We met at a time when I was a young, adventurous air force pilot and she was one of those gorgeous middle-class big-city girls that were graced with endless energy and even more ambition for a stable marriage with a loaded guy, even if they pretended very well to desire exactly the opposite. A loaded guy!!.., I mean, even if I were to have made it big in flying fighter jets, (as oposed to ending up steering this junk in a lost mission towards a long forgotten objective), I could never - ever!, for fuck's sake - have afforded to keep her, but

I just fell for her that Summer, that long, dry Summer that felt like Spring, I totally and uncontrollably fell for her, and that's it,

so I gave her grand illusions of a life on the road in between air force bases and paradise islands, the life that I wanted for myself and that I thought would keep her away from her stupid class-climbing ambitions; but of course the illusion was on ME, she was never illusioned by any of my crap, and as soon as she found out that we'd start splitting the restaurant bills once I'd realized that she could actually afford her own half instead of spending it all on make-up, she just disappeared,

like that,

gone like the dust traces of this Spaceship, just evaporated within the big big city, lost to me like I'm lost to Life now - both her, then, and me, now, gone from sight and touch.

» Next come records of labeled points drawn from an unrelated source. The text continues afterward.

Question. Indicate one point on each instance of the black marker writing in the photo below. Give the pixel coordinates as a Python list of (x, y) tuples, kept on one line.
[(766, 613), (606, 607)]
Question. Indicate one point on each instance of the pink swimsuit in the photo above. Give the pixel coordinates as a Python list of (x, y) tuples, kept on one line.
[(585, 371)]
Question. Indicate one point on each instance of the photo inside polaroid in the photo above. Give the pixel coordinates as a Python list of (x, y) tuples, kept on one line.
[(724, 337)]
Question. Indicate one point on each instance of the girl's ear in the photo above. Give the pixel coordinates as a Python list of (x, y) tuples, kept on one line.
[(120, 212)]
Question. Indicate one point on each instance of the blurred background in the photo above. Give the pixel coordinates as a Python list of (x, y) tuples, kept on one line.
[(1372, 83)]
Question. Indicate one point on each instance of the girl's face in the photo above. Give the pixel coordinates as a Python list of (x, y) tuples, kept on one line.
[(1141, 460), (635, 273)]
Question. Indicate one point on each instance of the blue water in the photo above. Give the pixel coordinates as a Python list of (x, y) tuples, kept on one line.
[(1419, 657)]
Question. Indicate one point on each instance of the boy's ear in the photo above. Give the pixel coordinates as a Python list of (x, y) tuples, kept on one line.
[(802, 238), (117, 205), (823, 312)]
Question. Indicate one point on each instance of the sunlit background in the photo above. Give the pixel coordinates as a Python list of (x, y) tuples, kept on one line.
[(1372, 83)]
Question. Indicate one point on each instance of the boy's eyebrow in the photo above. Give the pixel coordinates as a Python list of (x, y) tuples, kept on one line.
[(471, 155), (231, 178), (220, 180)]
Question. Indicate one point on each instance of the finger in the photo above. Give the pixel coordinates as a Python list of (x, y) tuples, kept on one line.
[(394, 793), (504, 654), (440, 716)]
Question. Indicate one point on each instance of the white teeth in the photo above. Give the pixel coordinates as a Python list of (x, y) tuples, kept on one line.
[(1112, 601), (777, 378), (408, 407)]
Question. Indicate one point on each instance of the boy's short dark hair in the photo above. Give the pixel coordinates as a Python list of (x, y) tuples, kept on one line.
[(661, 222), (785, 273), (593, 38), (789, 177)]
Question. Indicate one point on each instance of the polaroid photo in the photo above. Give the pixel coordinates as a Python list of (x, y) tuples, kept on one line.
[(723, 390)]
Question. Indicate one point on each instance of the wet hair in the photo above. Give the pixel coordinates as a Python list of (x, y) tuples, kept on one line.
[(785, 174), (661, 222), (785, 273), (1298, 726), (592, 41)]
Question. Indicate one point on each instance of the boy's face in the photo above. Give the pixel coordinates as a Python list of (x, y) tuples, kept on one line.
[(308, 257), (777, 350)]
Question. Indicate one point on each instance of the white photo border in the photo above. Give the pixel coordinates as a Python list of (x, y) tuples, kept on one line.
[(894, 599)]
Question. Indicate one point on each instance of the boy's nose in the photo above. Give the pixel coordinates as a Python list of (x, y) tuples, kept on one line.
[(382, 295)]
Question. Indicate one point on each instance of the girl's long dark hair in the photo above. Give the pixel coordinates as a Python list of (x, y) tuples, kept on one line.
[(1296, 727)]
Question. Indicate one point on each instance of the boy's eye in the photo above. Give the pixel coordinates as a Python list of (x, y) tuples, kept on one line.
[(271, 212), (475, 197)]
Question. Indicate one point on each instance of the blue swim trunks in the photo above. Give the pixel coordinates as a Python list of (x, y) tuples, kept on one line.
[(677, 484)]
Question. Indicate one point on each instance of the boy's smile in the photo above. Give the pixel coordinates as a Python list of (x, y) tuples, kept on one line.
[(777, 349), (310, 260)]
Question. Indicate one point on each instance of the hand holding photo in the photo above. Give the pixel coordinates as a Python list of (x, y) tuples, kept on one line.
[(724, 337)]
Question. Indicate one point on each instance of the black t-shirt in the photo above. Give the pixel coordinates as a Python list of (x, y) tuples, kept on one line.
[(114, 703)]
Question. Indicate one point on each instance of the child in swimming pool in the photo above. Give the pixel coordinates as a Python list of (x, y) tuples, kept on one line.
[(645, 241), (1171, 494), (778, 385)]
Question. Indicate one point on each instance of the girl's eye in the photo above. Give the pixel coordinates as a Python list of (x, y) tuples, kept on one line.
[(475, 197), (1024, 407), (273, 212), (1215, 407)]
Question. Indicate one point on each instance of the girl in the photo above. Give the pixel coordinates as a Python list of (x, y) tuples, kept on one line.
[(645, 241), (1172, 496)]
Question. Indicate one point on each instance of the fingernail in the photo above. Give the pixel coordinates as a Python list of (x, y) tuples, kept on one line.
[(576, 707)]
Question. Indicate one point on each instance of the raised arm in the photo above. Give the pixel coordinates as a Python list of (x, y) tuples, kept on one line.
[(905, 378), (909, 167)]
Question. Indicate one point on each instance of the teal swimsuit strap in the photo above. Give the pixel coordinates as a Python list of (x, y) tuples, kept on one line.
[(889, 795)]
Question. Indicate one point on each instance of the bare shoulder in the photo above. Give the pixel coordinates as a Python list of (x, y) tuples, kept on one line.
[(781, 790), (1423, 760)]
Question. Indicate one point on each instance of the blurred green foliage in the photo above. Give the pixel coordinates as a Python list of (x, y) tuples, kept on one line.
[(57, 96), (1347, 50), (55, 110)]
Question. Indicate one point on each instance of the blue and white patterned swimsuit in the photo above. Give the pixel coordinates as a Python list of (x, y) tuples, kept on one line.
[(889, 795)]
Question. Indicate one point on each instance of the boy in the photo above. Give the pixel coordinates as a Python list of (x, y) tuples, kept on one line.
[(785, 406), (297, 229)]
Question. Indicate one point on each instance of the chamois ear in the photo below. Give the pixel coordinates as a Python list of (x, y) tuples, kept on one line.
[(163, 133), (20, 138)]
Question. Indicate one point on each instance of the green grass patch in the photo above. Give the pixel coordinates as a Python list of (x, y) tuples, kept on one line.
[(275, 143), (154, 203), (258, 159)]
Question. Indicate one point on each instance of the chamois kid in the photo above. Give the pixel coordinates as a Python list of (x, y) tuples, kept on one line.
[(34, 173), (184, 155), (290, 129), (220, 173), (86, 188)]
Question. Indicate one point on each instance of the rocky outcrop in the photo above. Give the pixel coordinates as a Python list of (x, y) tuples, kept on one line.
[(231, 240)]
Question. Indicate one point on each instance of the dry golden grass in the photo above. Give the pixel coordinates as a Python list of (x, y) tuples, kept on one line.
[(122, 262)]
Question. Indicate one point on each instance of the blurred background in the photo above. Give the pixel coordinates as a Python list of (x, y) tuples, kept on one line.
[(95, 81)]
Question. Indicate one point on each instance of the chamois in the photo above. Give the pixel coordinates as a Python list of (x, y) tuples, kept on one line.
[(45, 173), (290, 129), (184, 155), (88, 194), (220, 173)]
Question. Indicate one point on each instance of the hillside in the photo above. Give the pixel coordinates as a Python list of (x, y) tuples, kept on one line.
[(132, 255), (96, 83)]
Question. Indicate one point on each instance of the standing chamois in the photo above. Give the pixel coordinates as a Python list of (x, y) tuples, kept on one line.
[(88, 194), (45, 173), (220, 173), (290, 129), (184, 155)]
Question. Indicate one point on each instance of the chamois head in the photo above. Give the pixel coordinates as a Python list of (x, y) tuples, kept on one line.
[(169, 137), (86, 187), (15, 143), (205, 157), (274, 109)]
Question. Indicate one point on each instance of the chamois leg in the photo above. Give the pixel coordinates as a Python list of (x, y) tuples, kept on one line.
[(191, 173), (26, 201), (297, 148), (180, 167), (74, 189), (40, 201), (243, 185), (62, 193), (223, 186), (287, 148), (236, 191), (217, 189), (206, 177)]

And I know now - much better than I was able to discern then  - that she was nowhere close to the woman that I needed, she was just a gold-digging, well-lived, ladder-climbing, materialistic little thing, but - even now! - I remember the beautiful, thrilling, self-aware, monopolizing and everything-else-wiping charm she had, and that joy for life, and the way she made me feel special - not just for being with her, but for making her feel special to be with me, too.

Oh, man, we clicked, we did, but WE'd never work, and she found that out sooner than I was able to set my alarm clock, so one day I woke up to an empty bed and a goodbye note that I never found (because she never wrote it),

and even now, years and years later, even now, when I see her between two stars, even now I'm just not able to admit that it's not her out there, that it's only my head telling me that I miss her and I lost her, and nothing more than that, other than that I'll potentially miss her forever, or at least as long as I meander around Space; because there's nothing else to do out here than reminisce, and Love is such a sweet sweet memory, even when it failed,

so in those nights when she shows up, I don't turn around anymore, I just sit there and steer on and on, and all along there she is behind my back, looking at me through her own reflection, not quite as she used to because reflections aren't as real as flesh, but real enough to keep me going for a little while longer.